Preso da una strana euforia, l’8 agosto del 2008 ho pubblicato un post con un elenco di persone importanti, e mi ci sono infilato. In comune quegli umani avevano soltanto il fatto di trovarsi contemporaneamente nella stessa gigantesca città. L’8 agosto 2008 a Pechino cominciavano i giochi della XXIX Olimpiade. Ricordo le grandi manovre davanti a quello stadio pazzesco, a due giorni dal via. Ricordo i bambini cinesi che sbucavano dai vicoli per abbracciarti e augurarti il benvenuto in città. Ricordo la cerimonia d’apertura vista alla Tv cinese, accompagnata da un primitivo liveblogging. Ricordo tanto, è una mia caratteristica, ma non ricordo Samia. Eppure Samia c’era ed era bellissima, avvolta negli abiti tradizionali del suo paese, la Somalia, dentro una delegazione sparuta e spaurita. Da qualche giorno, da qualche ora, mangiava come mai aveva mangiato e come mai più avrebbe fatto, e dormiva per la prima volta su di un letto degno di quel nome.

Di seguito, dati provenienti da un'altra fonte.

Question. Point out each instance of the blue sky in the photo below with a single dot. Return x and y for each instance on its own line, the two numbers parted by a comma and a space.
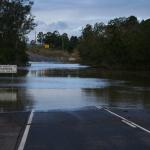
71, 15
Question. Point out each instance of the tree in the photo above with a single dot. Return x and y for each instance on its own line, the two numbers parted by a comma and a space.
40, 37
16, 22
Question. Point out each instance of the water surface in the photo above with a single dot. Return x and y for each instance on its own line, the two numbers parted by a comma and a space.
45, 86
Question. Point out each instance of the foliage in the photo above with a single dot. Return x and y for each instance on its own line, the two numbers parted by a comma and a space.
122, 43
15, 22
57, 41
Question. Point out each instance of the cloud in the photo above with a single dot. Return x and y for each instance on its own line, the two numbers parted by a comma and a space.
71, 15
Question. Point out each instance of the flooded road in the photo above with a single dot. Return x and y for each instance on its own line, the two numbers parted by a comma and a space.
47, 86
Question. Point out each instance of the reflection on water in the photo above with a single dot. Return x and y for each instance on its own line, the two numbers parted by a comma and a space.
45, 86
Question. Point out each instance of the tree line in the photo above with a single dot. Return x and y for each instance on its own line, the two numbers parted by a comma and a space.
122, 43
16, 22
57, 41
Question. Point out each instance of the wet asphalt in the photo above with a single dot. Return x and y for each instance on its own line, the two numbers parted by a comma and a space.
88, 128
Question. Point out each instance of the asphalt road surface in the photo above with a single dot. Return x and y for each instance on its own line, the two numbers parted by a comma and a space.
88, 128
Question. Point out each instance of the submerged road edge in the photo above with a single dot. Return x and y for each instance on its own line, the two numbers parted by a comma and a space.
25, 135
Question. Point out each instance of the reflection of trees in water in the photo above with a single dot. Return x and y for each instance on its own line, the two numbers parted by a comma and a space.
16, 99
121, 96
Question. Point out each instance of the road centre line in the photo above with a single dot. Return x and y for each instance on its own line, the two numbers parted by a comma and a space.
25, 135
128, 121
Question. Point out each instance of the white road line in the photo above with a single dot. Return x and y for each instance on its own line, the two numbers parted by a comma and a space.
25, 135
128, 123
126, 120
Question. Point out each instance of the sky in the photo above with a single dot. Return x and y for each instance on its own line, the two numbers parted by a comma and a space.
71, 16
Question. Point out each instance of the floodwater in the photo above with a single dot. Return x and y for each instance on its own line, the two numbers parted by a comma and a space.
50, 85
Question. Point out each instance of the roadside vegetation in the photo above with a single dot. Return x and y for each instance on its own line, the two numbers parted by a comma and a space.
16, 22
123, 43
57, 41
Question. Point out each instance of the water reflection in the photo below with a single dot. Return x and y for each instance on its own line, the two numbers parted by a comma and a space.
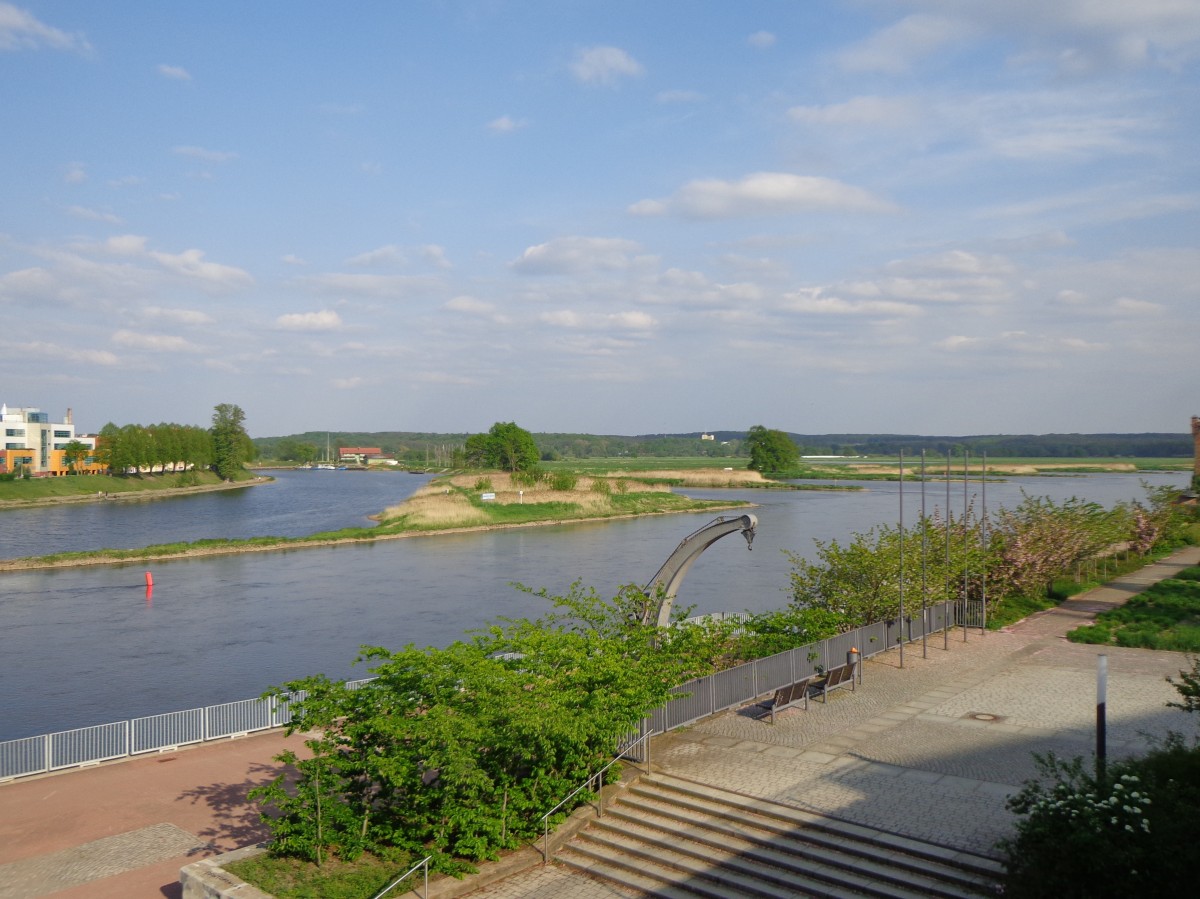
87, 646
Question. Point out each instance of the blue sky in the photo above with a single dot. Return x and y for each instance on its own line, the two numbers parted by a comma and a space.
930, 216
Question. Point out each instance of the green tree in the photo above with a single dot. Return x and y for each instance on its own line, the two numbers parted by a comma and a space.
73, 453
456, 753
232, 447
507, 447
771, 450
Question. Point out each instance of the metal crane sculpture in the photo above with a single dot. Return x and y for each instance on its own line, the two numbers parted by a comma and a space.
665, 583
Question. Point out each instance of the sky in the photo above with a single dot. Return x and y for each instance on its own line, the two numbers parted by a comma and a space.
915, 216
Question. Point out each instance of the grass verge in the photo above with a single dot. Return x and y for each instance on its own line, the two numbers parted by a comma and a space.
450, 503
295, 879
1165, 616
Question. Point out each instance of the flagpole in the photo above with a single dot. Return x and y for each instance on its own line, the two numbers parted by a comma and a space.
946, 575
901, 558
924, 561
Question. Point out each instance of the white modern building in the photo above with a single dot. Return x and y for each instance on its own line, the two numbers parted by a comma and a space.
33, 443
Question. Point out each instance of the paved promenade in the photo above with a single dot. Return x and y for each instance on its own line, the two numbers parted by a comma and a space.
930, 750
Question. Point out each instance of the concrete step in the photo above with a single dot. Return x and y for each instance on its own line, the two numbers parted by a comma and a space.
724, 869
666, 876
982, 868
778, 857
677, 838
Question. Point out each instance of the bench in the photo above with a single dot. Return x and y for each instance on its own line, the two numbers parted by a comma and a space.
789, 696
840, 676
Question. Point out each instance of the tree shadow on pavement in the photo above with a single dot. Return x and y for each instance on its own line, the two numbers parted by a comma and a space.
235, 820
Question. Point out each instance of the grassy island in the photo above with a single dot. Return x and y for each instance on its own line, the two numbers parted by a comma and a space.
457, 503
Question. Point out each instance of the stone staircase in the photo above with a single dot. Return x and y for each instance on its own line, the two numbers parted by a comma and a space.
667, 837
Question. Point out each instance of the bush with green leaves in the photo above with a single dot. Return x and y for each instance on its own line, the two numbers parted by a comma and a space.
1117, 832
1164, 616
1083, 837
457, 753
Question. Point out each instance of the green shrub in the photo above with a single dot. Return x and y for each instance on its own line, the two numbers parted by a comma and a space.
528, 478
1085, 838
563, 480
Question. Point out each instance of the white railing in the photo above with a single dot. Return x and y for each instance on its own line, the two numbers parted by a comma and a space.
153, 733
701, 697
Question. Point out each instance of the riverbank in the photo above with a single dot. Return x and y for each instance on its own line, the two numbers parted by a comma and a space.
107, 490
455, 504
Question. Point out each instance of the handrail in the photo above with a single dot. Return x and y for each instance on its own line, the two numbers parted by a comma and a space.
587, 784
424, 863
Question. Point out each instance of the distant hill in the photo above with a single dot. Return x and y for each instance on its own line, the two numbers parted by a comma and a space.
418, 448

La sua storia l’ho conosciuta per la prima volta nel 2012, in un pezzo della scrittrice Igiaba Sciego, ed ora – romanzata senza stravolgimenti – è finita nel libro di Giuseppe Catozzella. Si legge in un fiato, e il racconto di una vita finisce per somigliare al percorso dei 200 metri piani. Quei giorni a Beijing 2008 stanno sulla curva, prima del rettilineo delle lunghe falcate, prima di dare tutto.

C’eravamo io e George Bush, quel giorno a Pechino. Con noi c’erano Lula e Laure Manadou. C’era anche Putin, e lui ci sarà anche a Sochi, pensa un po’, venerdì. C’erano migliaia di atleti e c’era soprattutto Samia Yusuf Omar.